The authors also concluded that the single doses of CK-2017357 administered in this study appeared safe and generally well-tolerated by the patients in this trial. A substantial majority of the adverse events reported in the study were deemed mild or moderate and were consistent with those observed in prior studies with CK-2017357; however, the percentage of patients reporting severe adverse events during the trial increased with the dose of CK-2017357. The most commonly reported adverse event was dizziness, which was observed in 80% of the patients in the trial and was dose-related. Severe dizziness was reported by more patients than was any other severe adverse event; all four patients who reported severe dizziness did so after receiving the 750 mg dose. The authors speculated that dizziness and other dose-related adverse events may have negatively impacted walking distance but not heel raise testing because walking is a more complex functional task, requiring integration of numerous abilities in addition to calf muscle performance (vision, balance, and coordination, for example). As previously reported, two patients experienced serious adverse events after treatment with CK-2017357 at 750 mg, which were judged to have been related to treatment with the study drug. Both patients required hospitalization but recovered fully without specific therapy. A third patient was hospitalized for severe worsening of cholecystitis following his second dose of study drug at the 500 mg level but investigators deemed that this was unrelated to study drug. The authors concluded that CK-2017357 merits further study and the potential next steps may include studies to explore whether the adverse events observed, such as dizziness, could abate with repeated dosing, alternate dosing regimens, and/or gradual dose titration.

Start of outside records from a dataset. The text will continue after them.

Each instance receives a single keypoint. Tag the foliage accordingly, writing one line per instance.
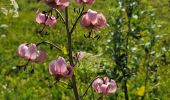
(148, 51)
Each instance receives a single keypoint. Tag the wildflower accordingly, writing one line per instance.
(85, 1)
(60, 4)
(45, 19)
(30, 52)
(79, 55)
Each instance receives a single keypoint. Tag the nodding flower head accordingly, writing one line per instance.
(93, 20)
(30, 52)
(45, 19)
(104, 85)
(59, 4)
(79, 55)
(85, 1)
(59, 68)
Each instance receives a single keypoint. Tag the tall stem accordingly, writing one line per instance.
(70, 55)
(126, 62)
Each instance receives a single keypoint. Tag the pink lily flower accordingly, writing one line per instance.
(59, 68)
(85, 1)
(29, 52)
(94, 20)
(59, 4)
(104, 85)
(79, 55)
(45, 19)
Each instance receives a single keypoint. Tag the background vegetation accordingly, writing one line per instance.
(148, 51)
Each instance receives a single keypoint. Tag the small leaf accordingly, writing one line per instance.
(141, 91)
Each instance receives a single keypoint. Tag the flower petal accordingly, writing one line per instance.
(22, 50)
(69, 71)
(51, 21)
(104, 88)
(92, 16)
(52, 68)
(85, 21)
(97, 84)
(61, 67)
(41, 56)
(112, 87)
(41, 18)
(31, 53)
(101, 21)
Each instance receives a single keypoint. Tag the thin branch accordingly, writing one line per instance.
(70, 55)
(60, 15)
(51, 44)
(89, 86)
(75, 23)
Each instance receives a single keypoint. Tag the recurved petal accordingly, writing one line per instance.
(31, 53)
(88, 1)
(104, 88)
(51, 21)
(92, 16)
(22, 50)
(52, 68)
(112, 87)
(61, 67)
(69, 71)
(78, 1)
(41, 56)
(101, 21)
(97, 85)
(85, 21)
(106, 80)
(62, 3)
(41, 18)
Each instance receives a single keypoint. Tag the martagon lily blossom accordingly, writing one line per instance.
(59, 68)
(59, 4)
(30, 52)
(79, 55)
(93, 20)
(85, 1)
(44, 19)
(104, 85)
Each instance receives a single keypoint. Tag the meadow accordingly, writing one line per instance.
(133, 49)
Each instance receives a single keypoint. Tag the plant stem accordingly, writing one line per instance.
(70, 55)
(49, 43)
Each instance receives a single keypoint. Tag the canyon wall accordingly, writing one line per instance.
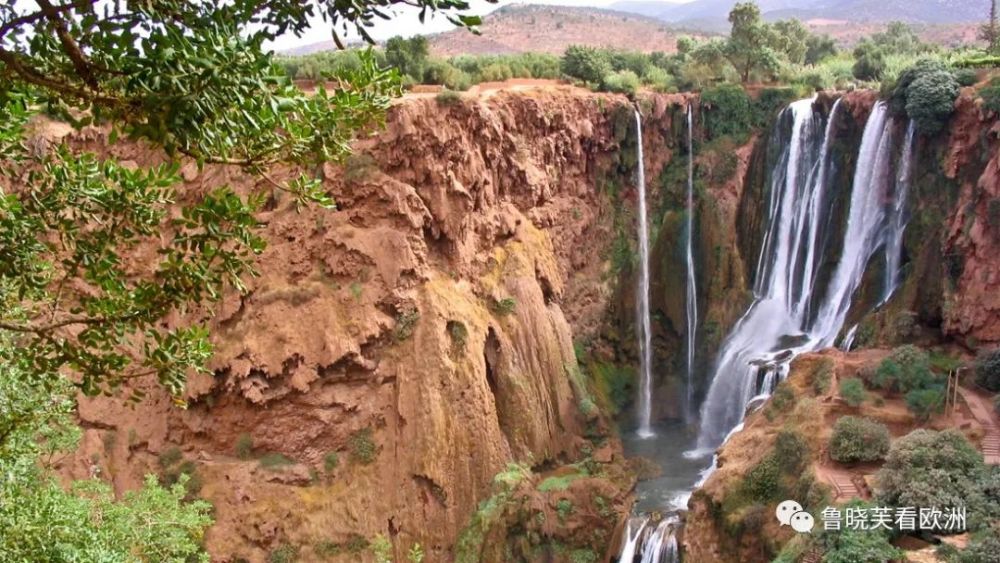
(397, 353)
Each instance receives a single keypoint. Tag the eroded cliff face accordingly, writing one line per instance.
(402, 350)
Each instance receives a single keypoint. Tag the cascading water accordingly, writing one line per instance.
(642, 297)
(897, 223)
(785, 318)
(648, 540)
(799, 305)
(692, 290)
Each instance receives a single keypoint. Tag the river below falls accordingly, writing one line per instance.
(671, 489)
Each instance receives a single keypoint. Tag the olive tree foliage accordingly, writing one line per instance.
(192, 77)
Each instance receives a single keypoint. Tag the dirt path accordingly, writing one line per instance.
(983, 411)
(841, 480)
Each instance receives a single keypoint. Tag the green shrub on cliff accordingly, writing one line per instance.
(857, 439)
(939, 469)
(852, 390)
(930, 101)
(622, 82)
(907, 368)
(926, 93)
(362, 446)
(988, 370)
(991, 95)
(728, 110)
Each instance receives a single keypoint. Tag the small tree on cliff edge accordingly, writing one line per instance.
(749, 47)
(80, 308)
(989, 31)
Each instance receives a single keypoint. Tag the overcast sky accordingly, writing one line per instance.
(405, 22)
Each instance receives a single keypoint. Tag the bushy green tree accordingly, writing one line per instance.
(939, 469)
(852, 390)
(818, 48)
(791, 38)
(410, 56)
(900, 90)
(925, 402)
(45, 522)
(857, 439)
(749, 47)
(585, 63)
(930, 100)
(624, 82)
(906, 369)
(728, 110)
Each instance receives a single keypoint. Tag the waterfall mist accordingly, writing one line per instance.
(793, 312)
(691, 301)
(642, 297)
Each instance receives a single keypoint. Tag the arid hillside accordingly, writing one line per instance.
(550, 29)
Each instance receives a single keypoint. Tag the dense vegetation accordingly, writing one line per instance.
(783, 52)
(857, 439)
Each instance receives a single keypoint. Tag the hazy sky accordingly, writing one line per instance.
(406, 23)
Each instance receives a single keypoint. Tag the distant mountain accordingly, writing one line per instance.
(646, 25)
(550, 29)
(711, 13)
(519, 28)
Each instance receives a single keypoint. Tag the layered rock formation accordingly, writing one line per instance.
(395, 354)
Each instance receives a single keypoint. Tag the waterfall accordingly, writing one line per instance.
(651, 540)
(781, 322)
(783, 285)
(642, 296)
(897, 223)
(692, 290)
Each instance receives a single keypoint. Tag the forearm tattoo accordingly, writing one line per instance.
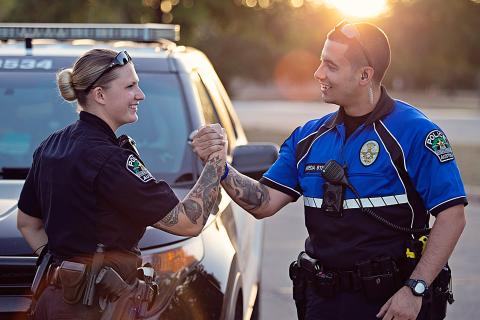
(248, 193)
(203, 196)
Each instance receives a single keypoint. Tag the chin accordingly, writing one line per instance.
(328, 99)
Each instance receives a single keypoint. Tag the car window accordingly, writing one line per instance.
(209, 111)
(32, 109)
(161, 132)
(220, 108)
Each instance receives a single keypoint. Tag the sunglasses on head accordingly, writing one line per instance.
(121, 59)
(351, 32)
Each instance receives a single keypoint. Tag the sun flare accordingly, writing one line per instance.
(359, 8)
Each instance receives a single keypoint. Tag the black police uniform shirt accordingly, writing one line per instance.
(401, 164)
(88, 190)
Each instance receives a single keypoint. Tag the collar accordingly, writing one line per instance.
(384, 106)
(97, 123)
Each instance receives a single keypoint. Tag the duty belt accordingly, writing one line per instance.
(378, 278)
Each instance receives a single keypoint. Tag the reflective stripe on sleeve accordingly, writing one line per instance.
(366, 202)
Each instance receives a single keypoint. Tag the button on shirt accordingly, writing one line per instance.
(89, 190)
(401, 164)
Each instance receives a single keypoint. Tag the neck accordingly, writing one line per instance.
(98, 111)
(363, 105)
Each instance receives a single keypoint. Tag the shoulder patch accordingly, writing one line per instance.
(369, 152)
(436, 141)
(138, 169)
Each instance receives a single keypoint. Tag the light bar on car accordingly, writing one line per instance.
(150, 32)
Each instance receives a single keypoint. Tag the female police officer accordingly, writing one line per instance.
(84, 188)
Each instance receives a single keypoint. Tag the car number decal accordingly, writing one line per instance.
(25, 64)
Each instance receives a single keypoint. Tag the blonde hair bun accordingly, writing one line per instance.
(65, 85)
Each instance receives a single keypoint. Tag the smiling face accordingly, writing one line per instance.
(121, 97)
(337, 76)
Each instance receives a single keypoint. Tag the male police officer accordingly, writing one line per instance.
(398, 164)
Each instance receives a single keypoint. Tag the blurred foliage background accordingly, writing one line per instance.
(435, 43)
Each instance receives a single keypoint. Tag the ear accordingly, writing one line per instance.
(99, 95)
(366, 75)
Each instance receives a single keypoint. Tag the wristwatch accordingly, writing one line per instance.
(419, 287)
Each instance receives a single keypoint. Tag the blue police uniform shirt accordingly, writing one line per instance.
(401, 164)
(88, 190)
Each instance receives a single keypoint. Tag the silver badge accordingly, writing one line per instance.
(369, 152)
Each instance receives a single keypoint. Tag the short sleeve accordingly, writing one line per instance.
(434, 171)
(283, 174)
(28, 201)
(126, 184)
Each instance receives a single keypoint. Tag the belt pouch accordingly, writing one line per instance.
(378, 282)
(73, 279)
(325, 283)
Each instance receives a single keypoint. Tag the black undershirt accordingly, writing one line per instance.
(352, 123)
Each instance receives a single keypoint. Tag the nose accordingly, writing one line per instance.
(140, 95)
(319, 74)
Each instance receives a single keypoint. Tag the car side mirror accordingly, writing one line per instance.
(254, 159)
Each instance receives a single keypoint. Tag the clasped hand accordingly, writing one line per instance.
(403, 305)
(209, 140)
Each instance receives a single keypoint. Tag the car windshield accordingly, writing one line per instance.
(32, 109)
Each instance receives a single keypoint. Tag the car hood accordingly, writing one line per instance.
(12, 242)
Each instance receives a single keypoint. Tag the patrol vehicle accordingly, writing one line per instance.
(213, 276)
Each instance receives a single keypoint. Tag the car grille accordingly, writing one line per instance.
(16, 275)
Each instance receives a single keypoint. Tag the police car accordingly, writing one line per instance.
(213, 276)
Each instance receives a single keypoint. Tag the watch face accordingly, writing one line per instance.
(419, 288)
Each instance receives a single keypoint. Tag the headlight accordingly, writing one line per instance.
(171, 265)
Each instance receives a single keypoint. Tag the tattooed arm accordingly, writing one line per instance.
(258, 199)
(191, 214)
(261, 201)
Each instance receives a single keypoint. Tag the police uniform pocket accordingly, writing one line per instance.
(73, 279)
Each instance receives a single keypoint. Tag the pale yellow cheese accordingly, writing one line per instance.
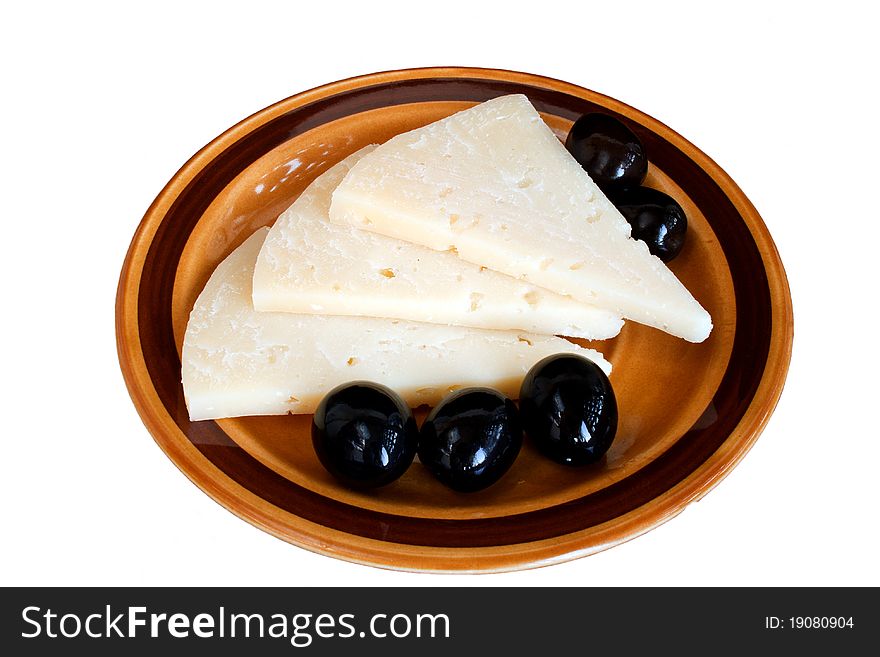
(495, 185)
(237, 361)
(309, 265)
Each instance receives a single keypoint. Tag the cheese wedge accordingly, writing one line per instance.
(309, 265)
(495, 185)
(237, 361)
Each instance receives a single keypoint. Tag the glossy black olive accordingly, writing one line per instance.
(607, 150)
(471, 438)
(364, 434)
(568, 409)
(656, 219)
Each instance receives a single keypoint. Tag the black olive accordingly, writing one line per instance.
(471, 438)
(568, 409)
(607, 150)
(656, 219)
(364, 434)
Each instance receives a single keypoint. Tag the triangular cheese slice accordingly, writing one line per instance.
(309, 265)
(495, 185)
(237, 361)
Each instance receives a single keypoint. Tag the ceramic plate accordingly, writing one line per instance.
(688, 413)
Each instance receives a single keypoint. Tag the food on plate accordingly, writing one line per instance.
(471, 438)
(656, 219)
(568, 409)
(495, 186)
(309, 265)
(607, 150)
(364, 434)
(237, 361)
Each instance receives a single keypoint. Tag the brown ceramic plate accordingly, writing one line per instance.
(688, 413)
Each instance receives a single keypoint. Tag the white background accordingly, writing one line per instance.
(103, 103)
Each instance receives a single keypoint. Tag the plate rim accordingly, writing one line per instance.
(298, 531)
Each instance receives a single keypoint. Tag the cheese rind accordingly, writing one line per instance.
(310, 265)
(237, 361)
(495, 184)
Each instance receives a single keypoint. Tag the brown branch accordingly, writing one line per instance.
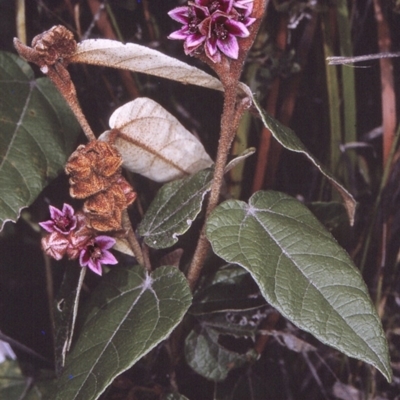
(130, 235)
(387, 82)
(229, 72)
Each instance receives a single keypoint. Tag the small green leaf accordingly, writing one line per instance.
(288, 139)
(232, 289)
(129, 313)
(208, 358)
(14, 385)
(302, 272)
(38, 132)
(174, 209)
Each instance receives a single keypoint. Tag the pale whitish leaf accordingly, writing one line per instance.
(302, 272)
(38, 132)
(153, 142)
(288, 139)
(134, 57)
(129, 313)
(174, 209)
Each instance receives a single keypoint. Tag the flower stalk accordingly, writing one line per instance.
(229, 70)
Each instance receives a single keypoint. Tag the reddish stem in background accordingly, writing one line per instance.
(387, 82)
(268, 149)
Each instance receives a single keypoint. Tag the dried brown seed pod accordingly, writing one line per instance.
(54, 45)
(105, 224)
(92, 168)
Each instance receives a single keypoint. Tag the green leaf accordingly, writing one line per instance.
(174, 209)
(38, 132)
(208, 358)
(232, 289)
(129, 313)
(288, 139)
(14, 385)
(302, 272)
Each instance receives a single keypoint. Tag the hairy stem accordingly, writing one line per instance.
(130, 235)
(225, 141)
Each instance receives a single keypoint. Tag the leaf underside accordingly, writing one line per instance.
(288, 139)
(129, 313)
(153, 143)
(38, 132)
(301, 271)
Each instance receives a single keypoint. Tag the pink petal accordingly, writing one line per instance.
(194, 41)
(55, 245)
(84, 257)
(67, 210)
(47, 225)
(237, 28)
(249, 21)
(108, 258)
(104, 242)
(181, 34)
(180, 14)
(95, 266)
(55, 212)
(229, 47)
(211, 46)
(215, 57)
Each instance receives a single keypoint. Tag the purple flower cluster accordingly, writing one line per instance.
(213, 26)
(70, 236)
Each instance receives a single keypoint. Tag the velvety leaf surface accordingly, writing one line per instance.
(111, 53)
(174, 209)
(153, 143)
(301, 271)
(37, 134)
(174, 396)
(288, 139)
(129, 313)
(14, 385)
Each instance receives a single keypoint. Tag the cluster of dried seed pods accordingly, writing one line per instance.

Bilateral Heel Raise Poster Presentation
A second poster titled "Bilateral Heel Raise Test: A Novel Functional Endpoint for Early Stage Clinical Trials in Peripheral Artery Disease (PAD)," was also displayed and presented by Dr. Hirsch on Thursday, June 2, 2011. This poster described in more detail the bilateral heel raise test that was used in the Evidence of Effect trial reported above and evaluated its utility as a functional assessment in patients with calf muscle claudication. The parameters assessed from a single bilateral concentric heel raise test demonstrated modest reliability across baseline measurements during a 3-week period in patients with peripheral artery disease and claudication. Intra-class correlations by patient for time, number of repetitions, and work to the end of testing were 79%, 76%, and 75%, respectively. The authors concluded that bilateral heel raises performed according to a specified-protocol consistently elicited claudication in patients with a history of claudication associated with peripheral artery disease and thus may be a functionally relevant, easy-to-deploy, and cost-effective measure of calf muscle endurance and fatigue in patients with claudication due to peripheral artery disease. Consequently, the use of the heel raise test in early phase "proof of concept" clinical trials may facilitate demonstration of clinical efficacy in patients with claudication without requiring treadmill procedures. Comparison of bilateral heel raise tests with standardized treadmill testing will be needed to establish this test as a surrogate endpoint that parallels the current gold standard for functional exercise testing in the peripheral artery disease population.